A budget is going to put some discipline back into your life; it doesn't imply that you can't spend any money. You just need to start making some decisions on what you truly need and what you can possibly live without. Remember the goal is to get out of debt, not to find a way to get deeper in.

Now if your financial situation is just getting out of hand and you feel like you can't go it alone, it's ok to get some help. There are many reputable debt counselors and debt settlement companies that can help you. It is up to you to figure out what debt relief solution suits your needs best.

This is your future that you should be worried about. Take the time to do some research and you will be able to see positive change very quickly.

Never lose hope or sight of your goals. A debt free future can be yours, but you have to start now. There are many reputable debt companies who can provide debt relief immediately!

Do You Understand Debt?

At this point in our lives, we have all heard the word "debt." The average American is living a life where debt is something they are dealing with on a monthly basis.

Now, if you can manage it correctly then you have the chance to increase the quality of your life. If you are over your head with what you can handle, then chances are you are living a life that is pretty stressful.

Let's take a look at the two different kinds of debt. The first is personal debt and we use it to purchase items that will depreciate, such as a vehicle or use it for entertainment purposes. Obviously a car is a necessity for most people, but it doesn't require you buying a new one every few years. It is a means of transportation, not something to use to impress people.

The second type of debt creates an asset that helps to produce income and will turn around and help to pay it off. Maybe you are borrowing money for school and this will help make advancements in your career. If you purchase a truck or any machines for work this is another example.

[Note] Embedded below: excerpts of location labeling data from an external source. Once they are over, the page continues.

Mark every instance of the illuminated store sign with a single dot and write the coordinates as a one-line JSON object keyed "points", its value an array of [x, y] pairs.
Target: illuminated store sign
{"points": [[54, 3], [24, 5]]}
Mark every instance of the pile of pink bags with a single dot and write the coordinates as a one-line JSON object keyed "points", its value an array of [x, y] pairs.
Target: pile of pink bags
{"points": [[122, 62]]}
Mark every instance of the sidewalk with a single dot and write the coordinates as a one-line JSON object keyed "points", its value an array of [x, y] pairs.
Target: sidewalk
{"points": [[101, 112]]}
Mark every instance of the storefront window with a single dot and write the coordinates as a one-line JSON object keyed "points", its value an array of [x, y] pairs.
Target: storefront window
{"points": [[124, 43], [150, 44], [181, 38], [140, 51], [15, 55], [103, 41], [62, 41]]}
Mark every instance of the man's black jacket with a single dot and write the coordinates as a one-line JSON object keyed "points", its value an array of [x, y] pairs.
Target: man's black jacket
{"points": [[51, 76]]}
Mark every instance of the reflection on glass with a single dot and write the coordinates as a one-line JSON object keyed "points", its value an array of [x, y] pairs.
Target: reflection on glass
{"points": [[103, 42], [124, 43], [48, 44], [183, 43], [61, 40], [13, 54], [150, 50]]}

What about a mortgage? This is considered a necessity and a creative debt. We all need a place to live, so it comes down to paying rent or paying a mortgage. Of course, a mortgage is more desirable, and it will ultimately give you an asset in addition to a roof over your head.

As with anything you do in life, make sure you look at the risk before taking on a debt. There is risk involved with debt! If you are thinking about accumulating personal debt, make sure you can repay it in a timely manner. There is no sense in borrowing money to eat at fancy restaurants or to go play at a casino. You want to use your credit toward something that has a remaining value.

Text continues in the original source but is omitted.